Normally, this is not a problem. But consider what happens during times of extreme stress or grief. During these times, spending may be a way to avoid thinking about unfortunate topics. It may become a crutch; a solitary way of feeling happiness when the sky seems to be falling. When a person becomes dependent on spending to feel good, it can become addictive.
The mall is not your therapist’s office, nor is the bar or the expensive health club. Shoes, CDs and purses will not take away your stress or make you any saner. Expensive coffee and lunches out will not make your workplace any more tolerable in the long run.
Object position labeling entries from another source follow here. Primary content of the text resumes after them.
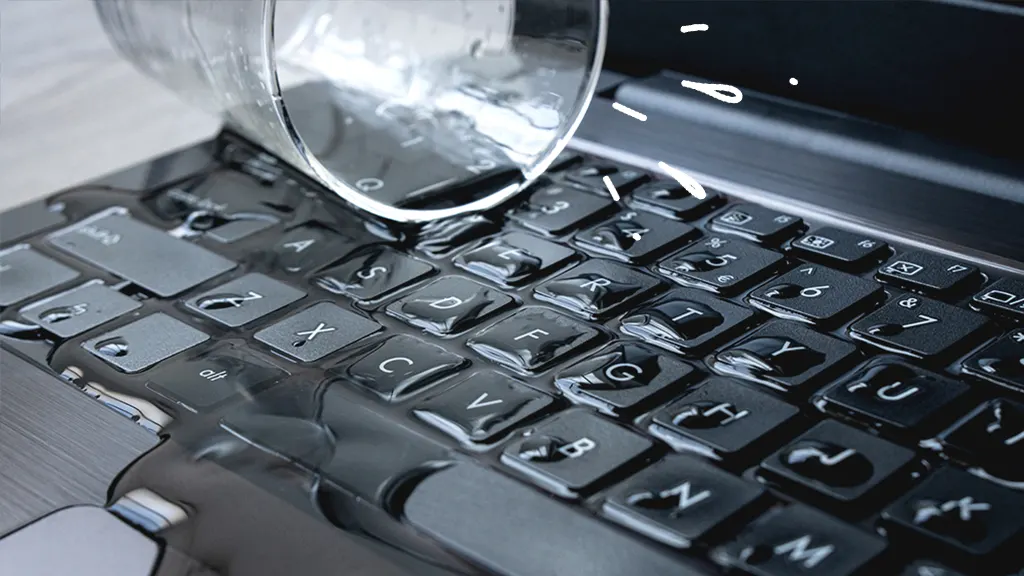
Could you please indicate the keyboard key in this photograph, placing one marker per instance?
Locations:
(556, 209)
(534, 338)
(25, 273)
(624, 377)
(930, 274)
(757, 223)
(687, 321)
(784, 357)
(680, 500)
(209, 379)
(954, 511)
(841, 249)
(1001, 362)
(496, 522)
(400, 367)
(729, 418)
(839, 463)
(138, 345)
(669, 199)
(373, 274)
(636, 237)
(799, 540)
(483, 408)
(1006, 297)
(514, 258)
(723, 266)
(244, 299)
(450, 305)
(573, 451)
(894, 396)
(79, 310)
(919, 327)
(597, 288)
(818, 295)
(315, 332)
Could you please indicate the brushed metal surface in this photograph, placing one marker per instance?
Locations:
(57, 446)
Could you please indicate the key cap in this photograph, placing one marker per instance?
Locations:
(1001, 362)
(532, 339)
(681, 500)
(209, 379)
(728, 418)
(688, 321)
(930, 274)
(400, 367)
(507, 519)
(799, 540)
(818, 295)
(757, 223)
(636, 237)
(837, 463)
(555, 209)
(244, 299)
(514, 258)
(667, 198)
(1006, 297)
(841, 249)
(139, 253)
(895, 397)
(450, 305)
(25, 273)
(571, 452)
(79, 310)
(373, 274)
(483, 407)
(316, 331)
(720, 265)
(597, 288)
(142, 343)
(784, 357)
(624, 378)
(920, 327)
(957, 513)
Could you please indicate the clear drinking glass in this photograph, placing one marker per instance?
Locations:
(416, 110)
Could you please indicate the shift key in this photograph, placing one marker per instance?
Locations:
(139, 253)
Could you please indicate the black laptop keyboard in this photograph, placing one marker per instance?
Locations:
(696, 379)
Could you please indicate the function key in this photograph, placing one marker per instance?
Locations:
(624, 377)
(668, 198)
(784, 357)
(483, 407)
(373, 273)
(920, 327)
(841, 249)
(929, 274)
(450, 305)
(556, 209)
(720, 265)
(757, 223)
(799, 539)
(636, 237)
(532, 339)
(818, 295)
(1006, 297)
(573, 451)
(514, 258)
(596, 288)
(687, 321)
(681, 500)
(1001, 362)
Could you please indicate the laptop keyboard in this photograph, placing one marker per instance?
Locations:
(667, 385)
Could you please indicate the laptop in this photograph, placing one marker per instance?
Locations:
(817, 368)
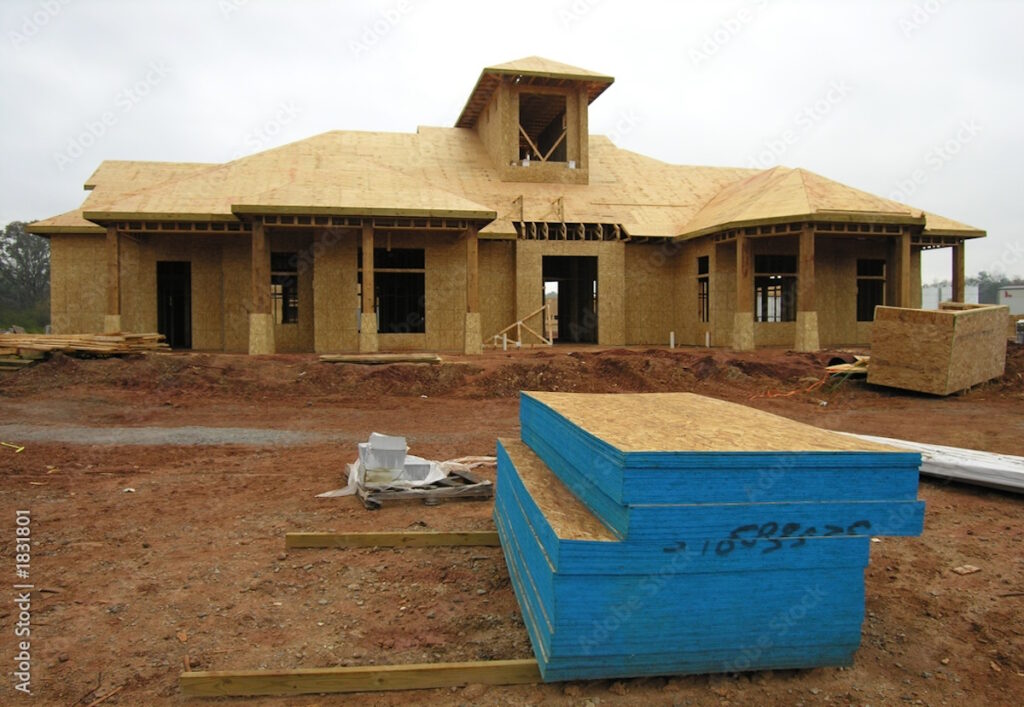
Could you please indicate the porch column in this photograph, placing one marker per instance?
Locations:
(368, 318)
(742, 327)
(958, 283)
(904, 269)
(807, 313)
(472, 337)
(112, 320)
(260, 317)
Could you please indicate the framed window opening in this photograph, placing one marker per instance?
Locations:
(774, 288)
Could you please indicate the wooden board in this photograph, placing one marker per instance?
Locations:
(357, 679)
(380, 359)
(401, 539)
(938, 351)
(675, 421)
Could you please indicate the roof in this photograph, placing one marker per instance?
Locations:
(536, 70)
(783, 194)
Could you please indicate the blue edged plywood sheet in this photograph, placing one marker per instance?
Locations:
(691, 523)
(682, 448)
(574, 541)
(678, 612)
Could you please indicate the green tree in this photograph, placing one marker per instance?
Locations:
(25, 278)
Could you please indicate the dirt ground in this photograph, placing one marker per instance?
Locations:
(147, 555)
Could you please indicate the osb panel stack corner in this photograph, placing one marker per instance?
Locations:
(938, 351)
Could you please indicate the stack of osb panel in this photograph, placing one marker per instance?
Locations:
(671, 533)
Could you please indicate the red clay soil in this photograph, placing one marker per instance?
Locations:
(189, 565)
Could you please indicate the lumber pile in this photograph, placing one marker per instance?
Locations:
(939, 351)
(78, 344)
(670, 533)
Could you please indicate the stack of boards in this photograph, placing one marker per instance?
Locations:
(671, 533)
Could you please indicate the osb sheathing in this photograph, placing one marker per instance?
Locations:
(689, 329)
(610, 283)
(335, 292)
(937, 351)
(78, 284)
(336, 302)
(835, 282)
(650, 301)
(497, 265)
(297, 337)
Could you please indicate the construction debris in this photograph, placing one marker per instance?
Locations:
(78, 344)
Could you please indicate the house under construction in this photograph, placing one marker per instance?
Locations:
(439, 239)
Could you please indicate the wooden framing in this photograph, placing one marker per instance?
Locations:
(358, 679)
(398, 539)
(957, 274)
(260, 271)
(368, 268)
(113, 272)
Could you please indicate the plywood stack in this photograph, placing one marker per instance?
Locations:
(109, 344)
(670, 533)
(938, 350)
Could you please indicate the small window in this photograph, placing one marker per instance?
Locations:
(870, 288)
(775, 288)
(399, 289)
(285, 287)
(704, 289)
(543, 131)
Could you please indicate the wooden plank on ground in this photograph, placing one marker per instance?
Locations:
(400, 539)
(357, 679)
(380, 359)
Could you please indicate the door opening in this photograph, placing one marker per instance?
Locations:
(574, 280)
(174, 302)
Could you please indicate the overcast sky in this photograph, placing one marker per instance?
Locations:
(919, 99)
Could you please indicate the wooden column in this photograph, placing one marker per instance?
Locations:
(368, 319)
(112, 320)
(958, 282)
(807, 315)
(260, 317)
(742, 329)
(260, 272)
(472, 336)
(904, 269)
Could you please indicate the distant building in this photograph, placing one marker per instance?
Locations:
(437, 240)
(1013, 296)
(931, 295)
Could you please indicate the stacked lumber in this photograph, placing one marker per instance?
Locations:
(938, 351)
(670, 533)
(101, 344)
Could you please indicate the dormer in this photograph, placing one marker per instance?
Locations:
(531, 117)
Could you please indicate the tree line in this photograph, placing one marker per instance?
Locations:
(25, 279)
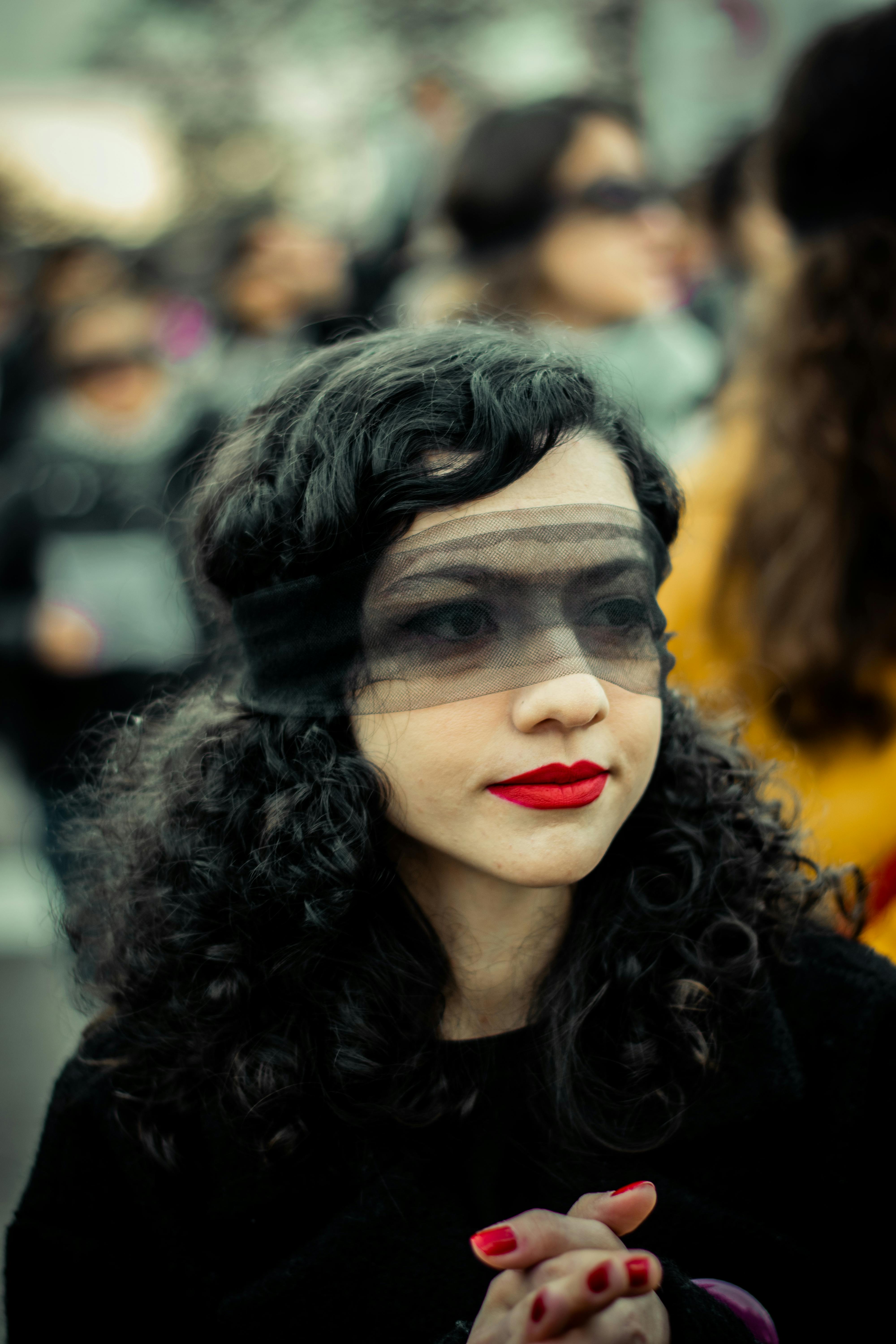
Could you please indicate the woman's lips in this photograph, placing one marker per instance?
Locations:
(555, 786)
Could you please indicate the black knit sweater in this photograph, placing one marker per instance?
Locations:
(780, 1181)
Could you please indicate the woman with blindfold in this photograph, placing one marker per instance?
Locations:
(454, 980)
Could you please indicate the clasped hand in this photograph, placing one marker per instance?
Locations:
(569, 1277)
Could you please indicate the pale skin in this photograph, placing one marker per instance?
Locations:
(496, 882)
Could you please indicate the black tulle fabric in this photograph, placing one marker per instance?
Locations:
(465, 608)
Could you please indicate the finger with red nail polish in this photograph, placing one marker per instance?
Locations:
(571, 1288)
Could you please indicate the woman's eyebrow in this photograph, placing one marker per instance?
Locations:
(481, 575)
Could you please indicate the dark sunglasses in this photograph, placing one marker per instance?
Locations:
(617, 196)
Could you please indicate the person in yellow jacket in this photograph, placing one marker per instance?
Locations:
(784, 583)
(843, 782)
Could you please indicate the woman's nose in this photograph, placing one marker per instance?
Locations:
(571, 702)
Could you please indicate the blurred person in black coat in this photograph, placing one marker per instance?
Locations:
(93, 605)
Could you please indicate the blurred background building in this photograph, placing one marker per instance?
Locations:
(195, 192)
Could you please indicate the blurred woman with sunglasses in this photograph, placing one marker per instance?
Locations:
(561, 225)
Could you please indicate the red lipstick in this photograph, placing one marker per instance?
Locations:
(555, 786)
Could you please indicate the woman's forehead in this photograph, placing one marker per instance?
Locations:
(584, 471)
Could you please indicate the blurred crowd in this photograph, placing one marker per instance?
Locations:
(745, 318)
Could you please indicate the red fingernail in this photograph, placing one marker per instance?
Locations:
(636, 1185)
(600, 1280)
(639, 1272)
(495, 1241)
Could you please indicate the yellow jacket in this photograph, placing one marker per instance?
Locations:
(848, 791)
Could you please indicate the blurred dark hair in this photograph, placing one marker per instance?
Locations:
(811, 565)
(500, 194)
(727, 185)
(838, 115)
(234, 905)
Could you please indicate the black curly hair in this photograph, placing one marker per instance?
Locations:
(232, 898)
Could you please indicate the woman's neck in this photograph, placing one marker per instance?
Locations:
(500, 940)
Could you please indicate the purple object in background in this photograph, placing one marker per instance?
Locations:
(745, 1306)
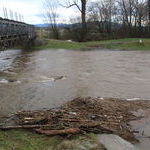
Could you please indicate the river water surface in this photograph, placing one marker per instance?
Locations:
(32, 80)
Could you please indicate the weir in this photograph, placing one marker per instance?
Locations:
(14, 33)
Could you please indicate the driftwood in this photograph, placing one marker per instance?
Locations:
(23, 127)
(59, 132)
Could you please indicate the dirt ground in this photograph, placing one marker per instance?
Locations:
(82, 115)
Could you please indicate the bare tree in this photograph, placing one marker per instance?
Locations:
(51, 16)
(81, 5)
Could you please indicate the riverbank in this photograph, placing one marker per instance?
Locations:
(89, 115)
(119, 44)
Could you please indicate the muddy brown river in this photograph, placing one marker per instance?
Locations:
(48, 78)
(31, 80)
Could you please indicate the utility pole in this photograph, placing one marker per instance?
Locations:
(149, 15)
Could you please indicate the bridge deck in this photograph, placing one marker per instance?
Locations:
(12, 32)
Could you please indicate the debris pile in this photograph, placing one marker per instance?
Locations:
(81, 115)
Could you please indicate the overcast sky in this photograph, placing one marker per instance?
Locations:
(32, 10)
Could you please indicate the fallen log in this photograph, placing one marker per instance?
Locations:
(59, 132)
(23, 127)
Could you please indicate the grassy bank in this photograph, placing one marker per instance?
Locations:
(25, 140)
(120, 44)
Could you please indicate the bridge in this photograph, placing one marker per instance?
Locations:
(14, 33)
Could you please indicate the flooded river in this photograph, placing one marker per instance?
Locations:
(31, 80)
(47, 78)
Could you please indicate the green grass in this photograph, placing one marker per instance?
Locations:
(120, 44)
(25, 140)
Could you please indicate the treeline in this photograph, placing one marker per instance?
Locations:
(102, 19)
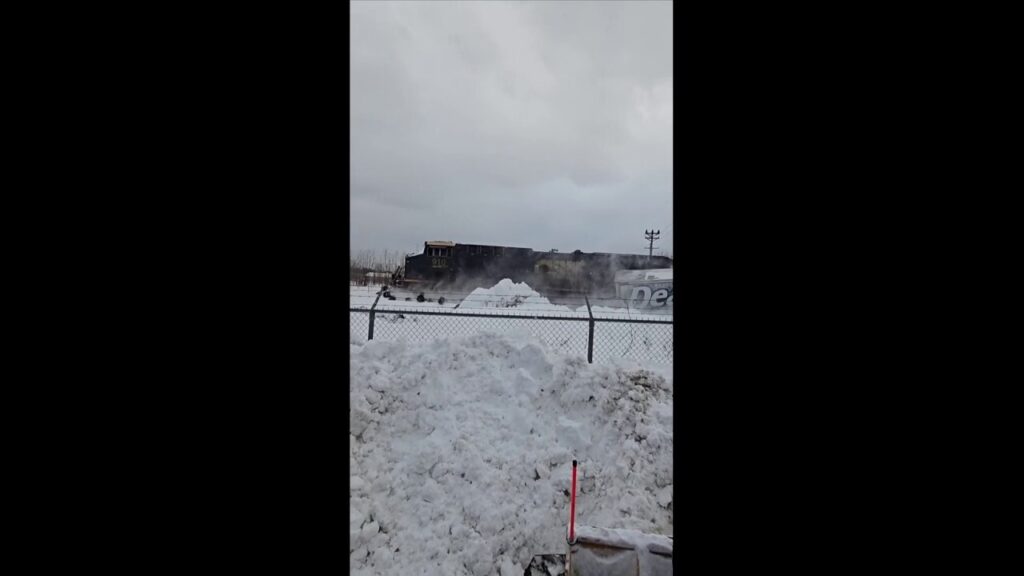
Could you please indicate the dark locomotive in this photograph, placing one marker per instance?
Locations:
(446, 264)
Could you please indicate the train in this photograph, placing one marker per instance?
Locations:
(446, 264)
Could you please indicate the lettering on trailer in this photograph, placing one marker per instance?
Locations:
(652, 296)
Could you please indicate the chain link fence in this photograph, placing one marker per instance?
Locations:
(596, 338)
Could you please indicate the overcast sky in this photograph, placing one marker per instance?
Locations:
(534, 124)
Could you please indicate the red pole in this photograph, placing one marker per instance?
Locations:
(572, 507)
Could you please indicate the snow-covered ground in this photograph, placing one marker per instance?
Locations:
(513, 298)
(461, 451)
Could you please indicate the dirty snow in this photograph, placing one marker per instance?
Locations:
(461, 450)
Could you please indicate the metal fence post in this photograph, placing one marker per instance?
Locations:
(373, 313)
(590, 339)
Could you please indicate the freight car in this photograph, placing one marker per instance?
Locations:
(451, 265)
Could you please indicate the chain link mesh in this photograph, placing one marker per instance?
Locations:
(641, 341)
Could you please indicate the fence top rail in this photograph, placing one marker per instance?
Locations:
(632, 321)
(511, 316)
(473, 315)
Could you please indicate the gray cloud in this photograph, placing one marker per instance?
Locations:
(536, 124)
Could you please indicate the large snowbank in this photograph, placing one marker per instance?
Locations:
(461, 452)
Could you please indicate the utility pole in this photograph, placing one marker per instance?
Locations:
(651, 236)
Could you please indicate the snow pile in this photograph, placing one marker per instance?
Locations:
(461, 452)
(509, 294)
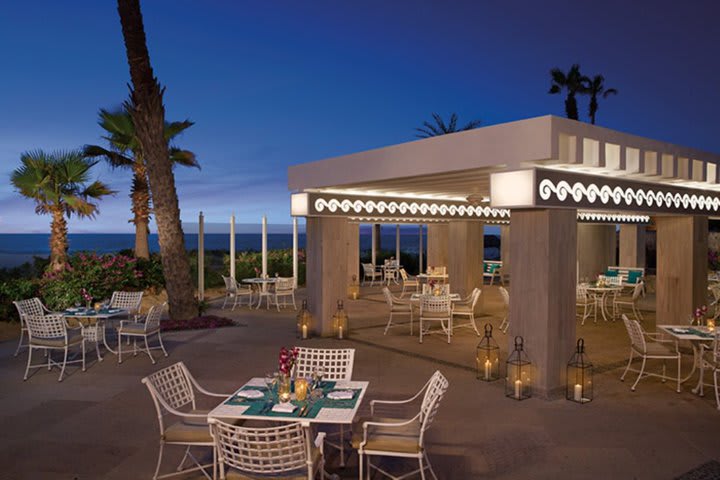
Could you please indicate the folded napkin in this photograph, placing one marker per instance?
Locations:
(341, 395)
(284, 408)
(250, 393)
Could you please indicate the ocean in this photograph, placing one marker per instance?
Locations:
(17, 248)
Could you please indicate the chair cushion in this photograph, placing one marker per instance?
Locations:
(187, 433)
(74, 337)
(136, 328)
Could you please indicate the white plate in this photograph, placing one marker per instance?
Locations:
(250, 393)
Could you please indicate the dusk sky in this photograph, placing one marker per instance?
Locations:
(275, 83)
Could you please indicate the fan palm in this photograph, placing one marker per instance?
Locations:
(440, 128)
(596, 87)
(58, 182)
(148, 114)
(125, 152)
(573, 82)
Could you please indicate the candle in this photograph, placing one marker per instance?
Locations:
(301, 389)
(578, 393)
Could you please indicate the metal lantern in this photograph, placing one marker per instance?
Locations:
(304, 322)
(340, 324)
(354, 289)
(519, 369)
(579, 376)
(487, 357)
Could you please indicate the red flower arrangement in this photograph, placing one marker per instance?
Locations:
(287, 359)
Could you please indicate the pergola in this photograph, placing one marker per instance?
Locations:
(558, 187)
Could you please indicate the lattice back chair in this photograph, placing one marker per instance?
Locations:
(466, 308)
(31, 306)
(337, 362)
(397, 307)
(436, 308)
(285, 451)
(649, 346)
(284, 287)
(399, 437)
(505, 324)
(181, 422)
(129, 301)
(143, 330)
(50, 332)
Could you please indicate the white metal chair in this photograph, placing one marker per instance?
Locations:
(408, 282)
(369, 272)
(710, 359)
(584, 300)
(337, 364)
(436, 309)
(173, 392)
(281, 452)
(284, 287)
(236, 292)
(505, 324)
(31, 306)
(50, 332)
(404, 438)
(466, 308)
(649, 346)
(397, 307)
(144, 329)
(620, 301)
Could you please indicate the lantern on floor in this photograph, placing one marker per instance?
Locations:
(304, 322)
(519, 369)
(579, 376)
(487, 357)
(340, 325)
(354, 289)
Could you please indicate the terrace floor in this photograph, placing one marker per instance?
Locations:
(102, 424)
During hard times, the best thing to do is define your problem or your source of stress, and then ask yourself whether you can reasonably expect to solve your problem outright. If you can, you should grit your teeth and do you best to solve the problem. If you have a problem that can’t be solved (such as an illness), you need to find constructive ways to deal with the emotional aspects of the problem. Your family and friends may be your best resource during these times.